If we analyze more in detail the results obtained with respect to the individual configurations tested in the Vec4Cred model, we can observe that taking into account the grammar aspects of the target Web page, through the use of POS tags in the model, i.e., Vec4Cred (a-c-e) makes a slightly greater contribution to the effectiveness of the model than considering the content of the linked pages within the target Web page, i.e., Vec4Cred (a-c-d). This emerges also by analyzing the Vec4Cred (a-c-d-e) model, whose results are not so different (even if slightly better) than those obtained for the Vec4Cred(a-c-e) model. This makes us think that it might be appropriate in the future, rather than simply considering the keywords extracted from the reference pages in the target Web page, to consider their grammatical structure as well, thus enriching the Vec4Cred model.

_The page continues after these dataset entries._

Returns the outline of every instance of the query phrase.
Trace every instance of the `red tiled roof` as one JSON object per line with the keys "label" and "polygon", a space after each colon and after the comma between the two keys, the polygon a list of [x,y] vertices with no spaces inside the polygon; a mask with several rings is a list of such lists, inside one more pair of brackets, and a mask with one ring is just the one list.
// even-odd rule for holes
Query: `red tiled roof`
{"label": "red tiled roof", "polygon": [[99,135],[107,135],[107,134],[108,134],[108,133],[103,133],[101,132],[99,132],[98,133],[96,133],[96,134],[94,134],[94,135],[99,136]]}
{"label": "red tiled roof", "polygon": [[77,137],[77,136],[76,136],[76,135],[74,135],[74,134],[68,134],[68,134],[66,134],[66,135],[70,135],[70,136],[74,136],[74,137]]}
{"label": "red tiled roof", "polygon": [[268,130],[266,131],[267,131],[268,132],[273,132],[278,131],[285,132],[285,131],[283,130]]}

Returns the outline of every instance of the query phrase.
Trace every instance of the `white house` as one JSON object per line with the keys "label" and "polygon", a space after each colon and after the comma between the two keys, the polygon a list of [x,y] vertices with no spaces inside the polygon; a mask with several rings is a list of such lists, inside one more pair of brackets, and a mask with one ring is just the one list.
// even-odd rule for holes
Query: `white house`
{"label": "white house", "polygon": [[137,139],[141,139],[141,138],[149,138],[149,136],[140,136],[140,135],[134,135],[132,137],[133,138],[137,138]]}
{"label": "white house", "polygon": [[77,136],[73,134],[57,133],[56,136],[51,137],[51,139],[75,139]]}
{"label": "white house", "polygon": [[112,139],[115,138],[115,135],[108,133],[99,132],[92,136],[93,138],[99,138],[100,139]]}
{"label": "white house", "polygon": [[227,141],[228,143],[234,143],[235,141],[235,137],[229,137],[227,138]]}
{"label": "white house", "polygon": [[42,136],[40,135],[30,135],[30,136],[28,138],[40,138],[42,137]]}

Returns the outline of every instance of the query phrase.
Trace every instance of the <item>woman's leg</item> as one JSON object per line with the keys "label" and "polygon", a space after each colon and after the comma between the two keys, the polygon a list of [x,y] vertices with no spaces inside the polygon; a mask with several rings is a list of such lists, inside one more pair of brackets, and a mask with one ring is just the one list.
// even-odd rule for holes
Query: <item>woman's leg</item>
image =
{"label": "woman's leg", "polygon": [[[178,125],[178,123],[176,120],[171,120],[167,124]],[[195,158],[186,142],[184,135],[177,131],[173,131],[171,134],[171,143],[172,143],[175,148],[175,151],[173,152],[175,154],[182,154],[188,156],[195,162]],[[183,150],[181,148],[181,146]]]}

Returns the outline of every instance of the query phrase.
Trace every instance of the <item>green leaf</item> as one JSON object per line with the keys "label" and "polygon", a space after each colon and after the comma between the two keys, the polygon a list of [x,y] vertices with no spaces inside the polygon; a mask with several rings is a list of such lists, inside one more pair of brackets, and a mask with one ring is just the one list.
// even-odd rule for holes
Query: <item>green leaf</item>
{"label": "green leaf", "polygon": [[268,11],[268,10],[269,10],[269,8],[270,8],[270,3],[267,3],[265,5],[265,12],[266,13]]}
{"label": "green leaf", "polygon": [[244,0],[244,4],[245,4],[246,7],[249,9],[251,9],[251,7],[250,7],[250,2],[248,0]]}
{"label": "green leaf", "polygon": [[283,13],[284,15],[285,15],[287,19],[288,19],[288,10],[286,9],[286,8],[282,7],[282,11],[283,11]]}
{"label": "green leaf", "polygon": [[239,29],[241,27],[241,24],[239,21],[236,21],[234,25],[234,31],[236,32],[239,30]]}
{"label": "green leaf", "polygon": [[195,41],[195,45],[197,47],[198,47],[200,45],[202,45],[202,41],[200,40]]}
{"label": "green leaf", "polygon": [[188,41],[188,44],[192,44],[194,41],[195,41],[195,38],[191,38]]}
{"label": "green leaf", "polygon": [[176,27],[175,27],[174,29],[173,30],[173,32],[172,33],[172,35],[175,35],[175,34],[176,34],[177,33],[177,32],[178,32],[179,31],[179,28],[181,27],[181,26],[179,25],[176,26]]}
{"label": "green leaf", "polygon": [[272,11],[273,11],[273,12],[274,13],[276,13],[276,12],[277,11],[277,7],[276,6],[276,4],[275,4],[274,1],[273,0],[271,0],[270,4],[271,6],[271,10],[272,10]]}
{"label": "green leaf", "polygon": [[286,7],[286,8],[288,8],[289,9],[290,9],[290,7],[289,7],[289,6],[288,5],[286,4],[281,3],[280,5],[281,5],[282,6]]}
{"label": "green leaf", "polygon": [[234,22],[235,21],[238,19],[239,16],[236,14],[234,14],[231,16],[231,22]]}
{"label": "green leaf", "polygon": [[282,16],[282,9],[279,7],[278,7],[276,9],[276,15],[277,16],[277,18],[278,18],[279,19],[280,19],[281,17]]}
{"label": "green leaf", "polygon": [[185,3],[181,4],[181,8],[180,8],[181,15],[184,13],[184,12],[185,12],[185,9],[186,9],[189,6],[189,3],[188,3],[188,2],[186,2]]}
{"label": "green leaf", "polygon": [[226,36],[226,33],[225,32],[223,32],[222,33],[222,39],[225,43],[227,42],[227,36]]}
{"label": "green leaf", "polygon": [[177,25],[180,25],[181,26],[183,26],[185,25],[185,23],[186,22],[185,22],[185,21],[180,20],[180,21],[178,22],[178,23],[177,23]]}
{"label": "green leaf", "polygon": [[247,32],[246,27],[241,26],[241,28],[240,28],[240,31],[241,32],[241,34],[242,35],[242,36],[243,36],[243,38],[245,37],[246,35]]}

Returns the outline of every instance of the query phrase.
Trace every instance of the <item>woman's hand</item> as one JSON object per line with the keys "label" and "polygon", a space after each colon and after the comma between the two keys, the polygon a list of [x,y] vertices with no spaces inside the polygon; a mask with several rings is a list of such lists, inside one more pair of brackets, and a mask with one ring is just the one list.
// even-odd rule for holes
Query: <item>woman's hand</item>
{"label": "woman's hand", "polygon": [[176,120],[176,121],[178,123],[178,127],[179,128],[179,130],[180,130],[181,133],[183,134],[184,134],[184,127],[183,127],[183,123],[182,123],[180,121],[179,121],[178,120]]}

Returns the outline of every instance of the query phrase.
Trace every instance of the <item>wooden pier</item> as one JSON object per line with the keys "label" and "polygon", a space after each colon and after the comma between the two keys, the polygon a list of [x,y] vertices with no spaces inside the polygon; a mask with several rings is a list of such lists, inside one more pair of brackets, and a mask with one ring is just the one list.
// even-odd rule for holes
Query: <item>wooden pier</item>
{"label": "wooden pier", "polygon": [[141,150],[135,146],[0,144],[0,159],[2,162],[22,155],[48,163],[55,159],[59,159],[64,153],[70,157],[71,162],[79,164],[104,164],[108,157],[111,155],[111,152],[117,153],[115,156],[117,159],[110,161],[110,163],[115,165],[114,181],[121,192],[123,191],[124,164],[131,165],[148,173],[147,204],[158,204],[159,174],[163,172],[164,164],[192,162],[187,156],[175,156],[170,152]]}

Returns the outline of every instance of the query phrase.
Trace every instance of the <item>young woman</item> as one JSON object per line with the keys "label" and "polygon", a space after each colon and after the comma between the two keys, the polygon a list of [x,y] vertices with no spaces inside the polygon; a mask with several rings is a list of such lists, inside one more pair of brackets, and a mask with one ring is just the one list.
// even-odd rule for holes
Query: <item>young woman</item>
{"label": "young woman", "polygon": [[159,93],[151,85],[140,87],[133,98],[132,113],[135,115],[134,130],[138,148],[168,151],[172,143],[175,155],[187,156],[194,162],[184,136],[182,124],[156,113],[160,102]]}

What in our opinion makes interesting these results related to the proposed model, which proves to be effective, is that it acts only by taking into account information directly extractable from the Web page, without referring to external information that could be difficult to find, such as those of the authors of the page and their role, nor additional handcrafted features as used in other approaches in the literature that have proven to be however inferior to the approach proposed already in [58]. Nevertheless, it would be interesting to be able to use some domain knowledge (where available) to test if this could further increase the effectiveness of the proposed model.

5 Conclusion

In this article, we proposed Vec4Cred, a model for health misinformation detection in Web pages as an improvement of a preliminary model that we presented in [58], inspired by the Web2Vec model devoted to phishing Web page detection illustrated in [15]. The model proposed in this paper, and adapted to the considered health misinformation detection problem, is based on a multi-layer architecture, exploiting embedding representations of Web page characteristics pre-trained on health domain-specific data. With respect to [58], improvements have been proposed by considering information genuineness factors in the health domain, which can affect the identification of misinformation. Such factors, identified from the literature, are related to grammatical aspects of the target Web page and to the content of reference pages in the target Web page. In particular, embedding representations of POS tags extracted from the target Web page and keywords extracted from the pages referenced via links in the target Web page have been considered.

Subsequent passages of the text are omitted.